Place all of the materials listed below in a brown paper bag. Read the list of improv materials and the team instructions out loud to the team.

Improv Materials

1 cardboard tube
1 plastic spoon
1 empty tissue box
5 cotton balls
5 drinking straws
1 orange

Team Instructions

A giant pharmaceutical company has finally found a cure for the common cold. The company chose your team to create an ad campaign encouraging consumers to buy this new medication. You have four minutes to create a TV commercial touting the benefits of the medication. Your advertisement should include the name of the new product, the benefits it can provide to sick people and of course, the various and many side effects that may be encountered by those who use it. You will be notified when you have one minute of planning time remaining. When time expires, you will have one minute to present your advertisement to the pharmaceutical company for their approval. You will receive ten bonus points if every team member is involved in the presentation, as well as up to ten points each for creativity, cooperation and communication.

Have fun!


3 comments:

Start Up said...

I am wondering if the time for this activity is realistic. It seems awfully short.

Kris Bordessa said...

The purpose of giving teams a really tight time frame in which to work is to encourage them to work creatively and cooperatively. With such a short time, they MUST be efficient in their communication in order to move from idea to finished product in only a few minutes. This can be done – I’ve watched some pretty impressive solutions come out of only four minutes worth of planning.

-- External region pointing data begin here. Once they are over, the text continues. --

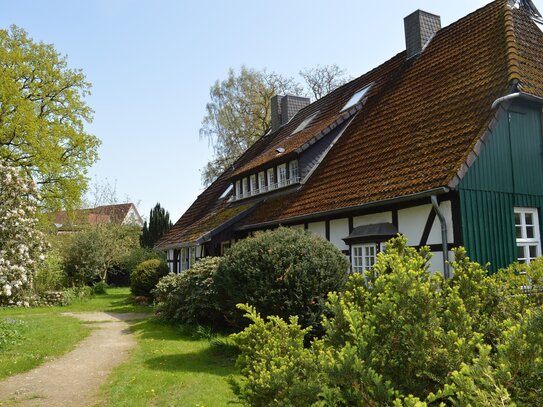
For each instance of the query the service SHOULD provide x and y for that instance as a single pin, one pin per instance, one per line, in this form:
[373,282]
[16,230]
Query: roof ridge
[512,54]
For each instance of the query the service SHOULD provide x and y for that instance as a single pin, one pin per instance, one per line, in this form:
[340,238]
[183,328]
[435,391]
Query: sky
[151,64]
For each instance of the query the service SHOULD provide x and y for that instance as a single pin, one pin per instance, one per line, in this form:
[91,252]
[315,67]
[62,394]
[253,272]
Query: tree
[22,245]
[98,250]
[239,112]
[324,79]
[159,224]
[42,118]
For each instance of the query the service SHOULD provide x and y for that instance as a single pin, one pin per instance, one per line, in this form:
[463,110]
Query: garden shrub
[401,336]
[190,296]
[145,277]
[283,272]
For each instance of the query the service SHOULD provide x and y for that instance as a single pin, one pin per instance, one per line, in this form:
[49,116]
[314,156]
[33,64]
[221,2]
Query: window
[271,179]
[253,184]
[363,257]
[527,234]
[282,175]
[262,181]
[245,187]
[357,97]
[293,168]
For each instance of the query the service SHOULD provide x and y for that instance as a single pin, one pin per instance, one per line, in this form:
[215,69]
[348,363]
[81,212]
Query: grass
[170,367]
[47,334]
[41,338]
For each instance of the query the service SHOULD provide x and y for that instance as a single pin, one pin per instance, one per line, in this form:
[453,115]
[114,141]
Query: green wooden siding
[507,174]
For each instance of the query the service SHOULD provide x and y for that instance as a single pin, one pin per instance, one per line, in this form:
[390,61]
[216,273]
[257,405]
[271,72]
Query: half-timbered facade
[442,143]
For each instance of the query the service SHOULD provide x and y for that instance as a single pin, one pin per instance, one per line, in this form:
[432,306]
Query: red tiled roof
[420,121]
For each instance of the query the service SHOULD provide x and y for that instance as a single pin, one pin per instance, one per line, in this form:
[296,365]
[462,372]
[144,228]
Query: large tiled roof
[420,122]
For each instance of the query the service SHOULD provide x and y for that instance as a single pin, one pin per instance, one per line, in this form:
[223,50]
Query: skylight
[306,122]
[357,97]
[227,191]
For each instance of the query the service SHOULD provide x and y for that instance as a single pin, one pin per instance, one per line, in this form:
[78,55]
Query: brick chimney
[283,108]
[420,27]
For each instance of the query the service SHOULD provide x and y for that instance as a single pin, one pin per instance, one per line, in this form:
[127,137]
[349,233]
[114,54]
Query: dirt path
[74,378]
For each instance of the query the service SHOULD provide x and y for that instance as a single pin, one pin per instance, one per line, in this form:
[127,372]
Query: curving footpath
[74,379]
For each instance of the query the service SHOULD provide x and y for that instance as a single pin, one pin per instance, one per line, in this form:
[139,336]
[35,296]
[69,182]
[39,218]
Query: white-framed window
[245,187]
[527,234]
[282,175]
[252,182]
[293,169]
[262,181]
[363,257]
[271,179]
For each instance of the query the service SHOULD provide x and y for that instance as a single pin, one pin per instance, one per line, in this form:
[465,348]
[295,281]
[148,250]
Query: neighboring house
[442,143]
[120,214]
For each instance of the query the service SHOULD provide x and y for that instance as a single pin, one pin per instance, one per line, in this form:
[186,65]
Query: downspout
[444,242]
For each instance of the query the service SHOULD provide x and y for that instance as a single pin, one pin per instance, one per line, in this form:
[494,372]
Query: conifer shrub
[146,276]
[190,296]
[284,272]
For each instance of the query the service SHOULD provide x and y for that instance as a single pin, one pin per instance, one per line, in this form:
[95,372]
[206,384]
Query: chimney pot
[420,27]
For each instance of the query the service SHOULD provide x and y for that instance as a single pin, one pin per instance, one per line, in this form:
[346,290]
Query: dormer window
[356,98]
[282,175]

Now, that said, in Team Challenges, I point out that every team will differ and that the times are entirely flexible (for that matter, so are the materials!). Teachers and team leaders know what their team is capable of. A team new to this type of challenge might be better off with eight minutes in which to work, and even so, may still feel rushed. But, as they practice with a variety of these types of activities, their ability to effectively come up with a fast solution will improve. This improvement is what I love to see when I work with kids!

ldrunnrmom said...

Kris wrote "Now, that said, in Team Challenges, I point out that every team will differ and that the times are entirely flexible (for that matter, so are the materials!). Teachers and team leaders know what their team is capable of."

I'd like to add that another thing about these challenges is that you can do them over and over again- by changing one or more of the materials, by adding or taking something away (something we do with DI eXtreme and it is a ton of fun, really!) Do ...whatever! Change it up! It is good for the kids to challenge themselves- to do it with a higher score outcome, to be funnier, to be more dramatic, - never solving it the same way, though, no matter whether you change anything about it or not. This puts them on the spot and requires even more creativity as time goes on.

You could even have them challenge their parents to do the challenge and put on a show- or the younger siblings. They LEARN from observing how other people approach the same challenge, too!